In response to questions about the IHPCRC's claim that it is using Opteron processors in the supercomputer, AMD officials issued the following written statement: "AMD has never authorized any shipments of AMD products to Iran or any other embargoed country, either directly or indirectly. AMD fully complies with all United States export control laws, and all authorized distributors of AMD products have contractually committed to AMD that they will do the same with respect to their sales and shipments of AMD products."

The statement added that any shipments of products to Iran by distributors "would be a breach of the specific provisions of their contracts with AMD."

The chip maker has increasing ties to the UAE. AMD last month announced that it had received $622 million in funding from a unit of Mubadala Development Co., an investment firm that is based in the UAE's capital of Abu Dhabi and owned by the Abu Dhabi government. Abu Dhabi is the largest of the seven emirates that make up the UAE, and its ruler – Sheikh Khalifa bin Zayed Al Nahyan – is also the UAE's president.

Legal experts said U.S. law requires companies with distributors in other countries to ensure that they also adhere to the trade sanctions against Iran, which is categorized as a terrorist country by the U.S. government. Companies that re-export U.S products are also prohibited from shipping them to Iran.

Nonetheless, Iranian officials have long boasted that the U.S. trade sanctions have had little impact on their nation's ability to acquire products that it needs from other countries.

Michael Izady, an adjunct professor of Middle Eastern and Western history at Pace University in New York, said via e-mail that "much of what Iran gets in computer parts and advanced devices are brought in – licitly or illicitly – from the UAE."

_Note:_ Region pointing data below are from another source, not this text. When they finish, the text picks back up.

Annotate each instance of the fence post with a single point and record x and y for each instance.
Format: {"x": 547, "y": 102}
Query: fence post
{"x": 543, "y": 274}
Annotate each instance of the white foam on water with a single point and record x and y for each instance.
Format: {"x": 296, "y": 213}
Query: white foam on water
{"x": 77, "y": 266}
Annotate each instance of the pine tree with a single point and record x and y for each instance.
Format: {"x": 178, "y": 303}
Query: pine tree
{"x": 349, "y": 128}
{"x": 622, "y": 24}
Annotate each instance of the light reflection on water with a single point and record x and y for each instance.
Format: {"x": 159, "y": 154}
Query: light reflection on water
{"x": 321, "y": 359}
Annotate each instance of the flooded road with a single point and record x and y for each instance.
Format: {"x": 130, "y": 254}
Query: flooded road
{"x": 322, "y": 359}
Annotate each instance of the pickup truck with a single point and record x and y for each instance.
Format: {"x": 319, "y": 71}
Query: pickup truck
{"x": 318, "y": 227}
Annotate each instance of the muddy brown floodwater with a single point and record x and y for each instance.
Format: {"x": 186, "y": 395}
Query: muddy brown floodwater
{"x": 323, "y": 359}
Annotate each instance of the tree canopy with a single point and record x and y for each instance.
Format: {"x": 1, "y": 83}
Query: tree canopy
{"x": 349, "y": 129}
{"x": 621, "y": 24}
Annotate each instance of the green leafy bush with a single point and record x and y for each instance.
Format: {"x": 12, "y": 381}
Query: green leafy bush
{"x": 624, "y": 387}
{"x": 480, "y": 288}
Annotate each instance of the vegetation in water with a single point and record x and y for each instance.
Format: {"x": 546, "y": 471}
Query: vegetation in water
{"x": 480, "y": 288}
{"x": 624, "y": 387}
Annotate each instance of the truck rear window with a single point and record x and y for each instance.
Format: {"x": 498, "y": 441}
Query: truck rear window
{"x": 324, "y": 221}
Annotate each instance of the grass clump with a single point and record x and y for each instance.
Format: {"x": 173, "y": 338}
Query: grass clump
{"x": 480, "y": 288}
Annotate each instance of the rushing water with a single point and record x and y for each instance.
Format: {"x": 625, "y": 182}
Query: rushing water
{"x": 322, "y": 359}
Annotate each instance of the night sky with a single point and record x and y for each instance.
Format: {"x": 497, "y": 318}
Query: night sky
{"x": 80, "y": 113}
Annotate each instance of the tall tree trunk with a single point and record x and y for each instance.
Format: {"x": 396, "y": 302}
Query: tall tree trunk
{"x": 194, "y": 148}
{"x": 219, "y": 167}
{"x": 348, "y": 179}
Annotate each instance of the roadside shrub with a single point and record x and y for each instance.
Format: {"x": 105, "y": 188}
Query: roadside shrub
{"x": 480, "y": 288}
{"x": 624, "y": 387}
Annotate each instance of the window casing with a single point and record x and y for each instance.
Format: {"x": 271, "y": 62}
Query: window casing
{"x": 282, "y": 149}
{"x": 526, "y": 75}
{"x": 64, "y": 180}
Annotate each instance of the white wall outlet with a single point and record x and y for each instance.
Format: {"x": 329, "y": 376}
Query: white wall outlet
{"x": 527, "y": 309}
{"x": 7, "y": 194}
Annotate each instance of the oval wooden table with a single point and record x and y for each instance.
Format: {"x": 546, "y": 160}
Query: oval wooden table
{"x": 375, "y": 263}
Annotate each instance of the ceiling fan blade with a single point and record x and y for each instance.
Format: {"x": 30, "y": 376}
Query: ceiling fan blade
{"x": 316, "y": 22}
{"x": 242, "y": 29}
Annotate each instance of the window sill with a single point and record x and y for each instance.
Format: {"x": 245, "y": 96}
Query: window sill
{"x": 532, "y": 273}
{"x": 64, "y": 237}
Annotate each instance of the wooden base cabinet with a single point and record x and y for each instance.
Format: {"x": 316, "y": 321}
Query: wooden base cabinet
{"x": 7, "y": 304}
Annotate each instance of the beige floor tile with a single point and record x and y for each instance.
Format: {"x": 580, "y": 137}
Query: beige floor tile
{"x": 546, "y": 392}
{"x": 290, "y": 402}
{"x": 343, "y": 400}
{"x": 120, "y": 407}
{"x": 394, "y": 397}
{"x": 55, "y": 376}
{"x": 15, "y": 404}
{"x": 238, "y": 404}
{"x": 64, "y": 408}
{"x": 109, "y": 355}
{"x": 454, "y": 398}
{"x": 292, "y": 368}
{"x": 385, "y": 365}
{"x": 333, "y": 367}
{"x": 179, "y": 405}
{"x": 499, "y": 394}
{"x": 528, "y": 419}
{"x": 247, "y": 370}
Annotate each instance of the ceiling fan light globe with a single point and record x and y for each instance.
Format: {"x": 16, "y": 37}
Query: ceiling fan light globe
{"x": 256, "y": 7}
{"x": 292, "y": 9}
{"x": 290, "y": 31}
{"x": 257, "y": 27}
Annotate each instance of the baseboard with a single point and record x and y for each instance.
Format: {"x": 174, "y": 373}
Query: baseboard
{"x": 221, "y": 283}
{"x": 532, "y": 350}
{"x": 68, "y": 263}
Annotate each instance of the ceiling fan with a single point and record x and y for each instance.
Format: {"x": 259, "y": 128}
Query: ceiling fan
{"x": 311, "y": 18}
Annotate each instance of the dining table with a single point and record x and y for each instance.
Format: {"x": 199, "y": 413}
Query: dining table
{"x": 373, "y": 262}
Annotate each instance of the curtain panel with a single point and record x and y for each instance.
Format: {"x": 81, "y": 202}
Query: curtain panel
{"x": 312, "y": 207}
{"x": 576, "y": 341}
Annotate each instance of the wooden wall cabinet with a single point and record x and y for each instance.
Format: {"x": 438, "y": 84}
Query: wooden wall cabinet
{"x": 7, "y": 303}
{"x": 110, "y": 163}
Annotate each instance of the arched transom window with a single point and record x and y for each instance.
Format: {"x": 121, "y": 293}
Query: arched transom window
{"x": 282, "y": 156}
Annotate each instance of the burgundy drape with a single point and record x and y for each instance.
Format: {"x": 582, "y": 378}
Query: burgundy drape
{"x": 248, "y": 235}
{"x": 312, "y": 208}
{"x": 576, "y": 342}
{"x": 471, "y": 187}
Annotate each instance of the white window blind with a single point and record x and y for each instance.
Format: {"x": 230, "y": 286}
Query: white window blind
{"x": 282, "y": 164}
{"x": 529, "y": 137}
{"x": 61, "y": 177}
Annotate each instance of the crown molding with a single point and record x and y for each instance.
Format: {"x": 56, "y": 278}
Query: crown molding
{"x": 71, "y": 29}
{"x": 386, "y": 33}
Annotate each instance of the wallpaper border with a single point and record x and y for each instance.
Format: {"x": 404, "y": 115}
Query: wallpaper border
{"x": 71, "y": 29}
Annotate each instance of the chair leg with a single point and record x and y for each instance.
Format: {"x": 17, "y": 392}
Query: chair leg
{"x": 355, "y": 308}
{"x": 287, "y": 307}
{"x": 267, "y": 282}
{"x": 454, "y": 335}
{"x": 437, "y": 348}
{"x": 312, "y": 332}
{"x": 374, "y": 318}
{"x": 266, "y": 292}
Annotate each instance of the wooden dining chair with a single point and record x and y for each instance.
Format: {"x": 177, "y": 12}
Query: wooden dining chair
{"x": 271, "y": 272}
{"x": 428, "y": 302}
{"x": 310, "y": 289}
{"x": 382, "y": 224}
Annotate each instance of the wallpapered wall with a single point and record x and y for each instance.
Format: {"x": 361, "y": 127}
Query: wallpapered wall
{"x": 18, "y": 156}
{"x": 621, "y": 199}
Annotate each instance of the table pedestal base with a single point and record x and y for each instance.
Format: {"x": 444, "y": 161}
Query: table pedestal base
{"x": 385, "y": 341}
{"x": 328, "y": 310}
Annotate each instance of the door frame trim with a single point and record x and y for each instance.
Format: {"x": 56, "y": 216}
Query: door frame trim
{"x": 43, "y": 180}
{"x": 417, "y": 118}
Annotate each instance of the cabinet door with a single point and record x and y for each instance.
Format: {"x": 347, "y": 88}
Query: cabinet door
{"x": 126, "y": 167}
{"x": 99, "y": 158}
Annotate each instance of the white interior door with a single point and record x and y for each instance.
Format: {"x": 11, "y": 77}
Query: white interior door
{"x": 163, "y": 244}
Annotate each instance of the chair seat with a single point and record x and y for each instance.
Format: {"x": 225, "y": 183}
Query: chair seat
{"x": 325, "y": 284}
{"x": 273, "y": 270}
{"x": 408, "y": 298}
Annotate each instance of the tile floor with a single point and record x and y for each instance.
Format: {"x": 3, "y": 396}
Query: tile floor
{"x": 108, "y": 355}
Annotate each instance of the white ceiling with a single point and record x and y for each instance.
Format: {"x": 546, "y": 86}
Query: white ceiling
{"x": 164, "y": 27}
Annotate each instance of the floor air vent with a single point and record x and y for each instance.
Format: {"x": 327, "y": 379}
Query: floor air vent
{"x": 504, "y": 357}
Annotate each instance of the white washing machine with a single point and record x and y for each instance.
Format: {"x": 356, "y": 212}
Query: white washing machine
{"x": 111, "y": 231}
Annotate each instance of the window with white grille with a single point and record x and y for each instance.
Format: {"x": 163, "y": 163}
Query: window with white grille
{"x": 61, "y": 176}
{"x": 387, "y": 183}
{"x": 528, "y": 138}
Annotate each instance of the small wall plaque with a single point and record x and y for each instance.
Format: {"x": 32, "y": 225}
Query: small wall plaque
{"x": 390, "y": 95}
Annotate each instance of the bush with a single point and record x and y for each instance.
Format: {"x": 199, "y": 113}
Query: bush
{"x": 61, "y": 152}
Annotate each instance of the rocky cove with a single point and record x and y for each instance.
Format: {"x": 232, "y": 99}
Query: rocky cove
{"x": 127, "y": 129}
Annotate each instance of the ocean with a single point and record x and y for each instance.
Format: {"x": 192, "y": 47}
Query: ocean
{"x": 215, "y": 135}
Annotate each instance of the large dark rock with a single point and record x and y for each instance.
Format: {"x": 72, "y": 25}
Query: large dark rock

Izady said that Iran is producing as many computers as it does automobiles – about 1.6 million per year – and that the computer and Internet industry is "ubiquitous" in that country. "Iran is advancing its computer and Internet knowledge and expertise much faster than its nuclear program," he wrote.

"The fact there is stuff going into Iran is certainly well known to U.S. regulators," said Christopher Wall, an international trade attorney in the Washington office of Pillsbury Winthrop Shaw Pittman LLP. He added that the UAE has been a country of interest to a U.S. government program designed to stop shipments from foreign countries to Iran.

Although U.S. export law applies to foreign parties that are re-exporting U.S. products, a lot of that occurs without a license, according to Wall. In such cases, many of the foreign entities either don't follow the law or don't know its requirements, he said. Moreover, products may change hands many times before they get to their ultimate destinations.

"It's very difficult to enforce – extremely difficult to enforce," Wall said. That's why the sanctions against trade with Iran "are, in some cases, not very effective, because the rules are very easy to get around," he explained.

David Ivey, an attorney who specializes in international trade at Baker & Hostetler LLP in Houston, said that whatever the product is, exporters have to be sure it can legitimately be sold to other countries. AMD likely will have to do some due diligence to see if it can determine how its processors apparently ended up in Iran, Ivey said, "because the U.S. government may come and ask them that question."